My python script and procfile are given below,
hi.py
print("hello world")
Procfile
web: python hi.py
I got "Hello world" as output when i ran heroku run web on my terminal.But when i try to run the app using heroku web url it shows the following error.
Application Error An error occurred in the application and your page
could not be served. Please try again in a few moments.
What did i do wrong here? I'm newbie to heroku & its concepts, please do bare.
There are three types of dyno configurations available on Heroku:
Web -- receives web traffic.
Worker -- keeps processing tasks/queues in the background.
One-off -- executed once. e.g.: backup.
If you're interested in running a script, do not care about receiving web traffic on it, and don't have a queue to process, then One-off dynos are likely what you'll want to use. This would be useful for database migrations or backups and whatnot.
Minimal example below.
Sample one-off dyno with Heroku and python AKA “hello world”
This assumes you have already created your app on Heroku and are able to use Herolu CLI from the command-line.
A minimal “hello world” Python script would then look like this. Only 2 files required:
requirements.txt Required, but can be left empty.
task.py with content print("hello world")
Then deploy to Heroku, e.g.:
git add .;
git commit -m "My first commit";
git push heroku master
After that, you'll be able to run your script with heroku run python task.py (and should see the long-awaited hello world in the output.)

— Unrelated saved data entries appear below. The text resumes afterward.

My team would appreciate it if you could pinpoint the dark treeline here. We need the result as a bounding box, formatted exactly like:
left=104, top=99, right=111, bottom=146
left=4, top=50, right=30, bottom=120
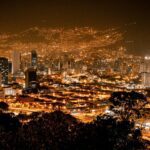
left=0, top=91, right=149, bottom=150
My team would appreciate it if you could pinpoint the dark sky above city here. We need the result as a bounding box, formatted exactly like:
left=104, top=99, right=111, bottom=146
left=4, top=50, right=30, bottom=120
left=0, top=0, right=150, bottom=55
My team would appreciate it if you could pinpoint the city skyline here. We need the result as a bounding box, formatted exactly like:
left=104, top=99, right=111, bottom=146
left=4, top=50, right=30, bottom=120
left=0, top=1, right=149, bottom=148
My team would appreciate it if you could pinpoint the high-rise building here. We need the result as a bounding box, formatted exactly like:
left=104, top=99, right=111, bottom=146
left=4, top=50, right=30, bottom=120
left=114, top=59, right=121, bottom=72
left=8, top=61, right=12, bottom=73
left=25, top=68, right=37, bottom=88
left=141, top=73, right=150, bottom=87
left=140, top=56, right=150, bottom=73
left=0, top=57, right=9, bottom=85
left=12, top=51, right=21, bottom=75
left=31, top=50, right=37, bottom=68
left=140, top=56, right=150, bottom=87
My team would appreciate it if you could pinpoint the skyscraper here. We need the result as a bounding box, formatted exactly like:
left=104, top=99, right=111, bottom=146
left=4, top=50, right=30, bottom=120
left=8, top=61, right=12, bottom=73
left=25, top=68, right=37, bottom=88
left=31, top=50, right=37, bottom=68
left=141, top=73, right=150, bottom=87
left=0, top=57, right=9, bottom=85
left=12, top=51, right=21, bottom=75
left=140, top=57, right=150, bottom=87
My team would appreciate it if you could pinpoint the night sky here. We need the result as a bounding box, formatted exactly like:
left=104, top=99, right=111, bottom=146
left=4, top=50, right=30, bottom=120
left=0, top=0, right=150, bottom=55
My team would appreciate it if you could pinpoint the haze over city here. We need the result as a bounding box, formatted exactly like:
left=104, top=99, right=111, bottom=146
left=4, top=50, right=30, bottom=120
left=0, top=0, right=149, bottom=149
left=0, top=0, right=150, bottom=55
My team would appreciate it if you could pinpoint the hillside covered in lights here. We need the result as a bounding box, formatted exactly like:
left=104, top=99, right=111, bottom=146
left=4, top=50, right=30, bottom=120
left=0, top=27, right=125, bottom=58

If you want to run your program at specific times, use the free Heroku Scheduler add-on.
FYI, Procfile is optional. If you set it to hello: python task.py then you'll be able to run your program with just heroku run hello.
(Note that leaving requirements.txt empty will trigger You must give at least one requirement to install (see "pip help install") warnings on deploy. It's just a warning though and doesn't prevent proper deployment of the program.)
I disagree and state you want flask
main_app.py
import flask
app = flask.Flask(__name__)
#app.route("/")
def index():
#do whatevr here...
return "Hello Heruko"
then change your procfile to web: gunicorn main_app:app --log-file -